ONTAP Discussions
ONTAP Discussions
We recently had an issue where our 'hw_assist' IPs were on a network that experienced some downtime, and (possibly) as a result caused our filers to panic and then reboot.
We're still investigating the coredump, but in the meantime we want to connect our filers to directly each other (filerA and filerB) on an unused onboard port (e0a, since e0M isn't in use) and used that for the 'cf.hw_assist.cf.hw_assist.partner.address' IP.
I've already configured e0a on filerA as: 172.16.3.111/24 and e0a on filerB as: 172.16.3.113/24. Here is how cf.hw_assist is configured on both systems:
filerA> ifconfig e0a
e0a: flags=0x6f48867<UP,BROADCAST,RUNNING,MULTICAST,TCPCKSUM,NOWINS> mtu 1500
inet 172.16.3.111 netmask 0xffffff00 broadcast 172.16.3.255
ether 00:a0:98:0d:eb:30 (auto-1000t-fd-up) flowcontrol full
filerA> ping 172.16.3.111
172.16.3.111 is alive
filerA> options cf.hw_assist
cf.hw_assist.enable on
cf.hw_assist.partner.address 172.16.3.113
cf.hw_assist.partner.port 4444
filerA> cf hw_assist status
Local Node(filerA) Status:
Active: filerA monitoring alerts from partner(filerB)
port 4444 IP address 172.16.3.111
Missed keep alive alert from partner(filerB).
Last keep alive alert received on
Tue Oct 4 16:57:20 PDT 2011
Partner Node(filerB) Status:
Active: filerB monitoring alerts from partner(filerA)
port 4444 IP address 172.16.3.113
filerA> cf hw_assist test
cf hw_assist Error: No response from partner(filerB), timed out.
filerA> rlm status
Remote LAN Module Status: Online
Part Number: 110-00057
Revision: F0
Serial Number: 48XXXX
Firmware Version: 3.0
Mgmt MAC Address: 00:A0:98:10:0C:2B
Ethernet Link: up
Using DHCP: no
IPv4 configuration:
IP Address: 10.100.1.111
Netmask: 255.255.255.0
Gateway: 10.100.1.2
filerB> ifconfig e0a
e0a: flags=0x6f48867<UP,BROADCAST,RUNNING,MULTICAST,TCPCKSUM,NOWINS> mtu 1500
inet 172.16.3.113 netmask 0xffffff00 broadcast 172.16.3.255
ether 00:a0:98:10:2d:d0 (auto-1000t-fd-up) flowcontrol full
filerB> ping 172.16.3.113
172.16.3.113 is alive
filerB> options cf.hw_assist
cf.hw_assist.enable on
cf.hw_assist.partner.address 172.16.3.111
cf.hw_assist.partner.port 4444
filerB> cf hw_assist status
Local Node(filerB) Status:
Active: filerB monitoring alerts from partner(filerA)
port 4444 IP address 172.16.3.113
Missed keep alive alert from partner(filerA).
Last keep alive alert received on
Tue Oct 4 18:09:02 PDT 2011
Partner Node(filerA) Status:
Active: filerA monitoring alerts from partner(filerB)
port 4444 IP address 172.16.3.111
filerB> cf hw_assist test
cf hw_assist Error: No response from partner(filerA), timed out.
filerB> rlm status
Remote LAN Module Status: Online
Part Number: 110-00057
Revision: F0
Serial Number: 48XXXX
Firmware Version: 3.0
Mgmt MAC Address: 00:A0:98:0F:8C:15
Ethernet Link: up
Using DHCP: no
IPv4 configuration:
IP Address: 10.100.1.113
Netmask: 255.255.255.0
Gateway: 10.100.1.2
Cluster is currently enabled and up and RLM is configured.
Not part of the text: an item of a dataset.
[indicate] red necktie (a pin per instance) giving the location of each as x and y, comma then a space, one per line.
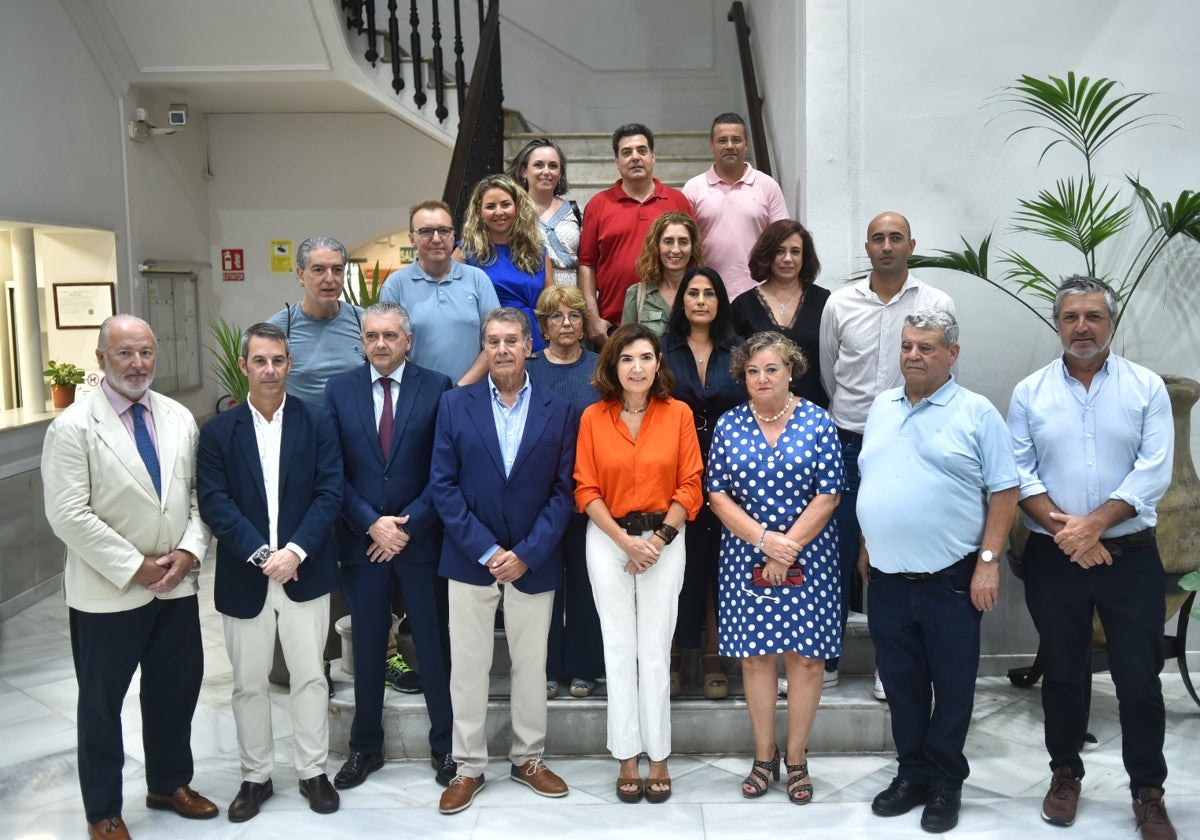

Any ideas as to why the 'cf hw_assist test' fails? I've set the e0a interface to be trusted. We're running DOT 8.0.1 7-mode.
Solved! See The Solution
Hw_assist requires connectivity between filer head on one side and partner RLM on another side. So direct connection between two onboard ports is not going to work for obvious reasons. You would need to use small switch to connect two RLM and two dedicated ports together.
Hw_assist requires connectivity between filer head on one side and partner RLM on another side. So direct connection between two onboard ports is not going to work for obvious reasons. You would need to use small switch to connect two RLM and two dedicated ports together.
Thanks, sounds like the proper way to move forward is:
- rewire / reconfigure e0a (on both filers) to unique 10.100.1.0/24 address and VLAN1 (same as RLMs)
- update cf.hw_assist.partner.address
- run 'cf.hw_assist test' again
I'll give this a shot and report back.
I just thought I would add to this post to save people some time resolving hw_assist timeout issues with a Service Processor (SP):
Firstly check SP speed / duplex, type 'sp status' and check SP has negotiated 100Mb / Full, if not reconfigure SP network switch ports to auto / auto i.e. speed / duplex.
Once this has been completed type 'sp status' to confirm 100Mb / full duplex, if the output still shows 100Mb / half duplex, type sp reboot and use sp status to confirm reboot has completed and speed / duplex is set correctly.
Another reason for getting time out messages is if the SP has not been configured properly. This may be observed by a SP prompt without hostname i.e. 'SP>'. The SP prompt should be 'SP hostname>'
To fix this issue use the following commands:
sp status
options sp.setup off
sp setup (using info from sp status)
cf hw_assist test
cf hw_assist status
I hope this helps.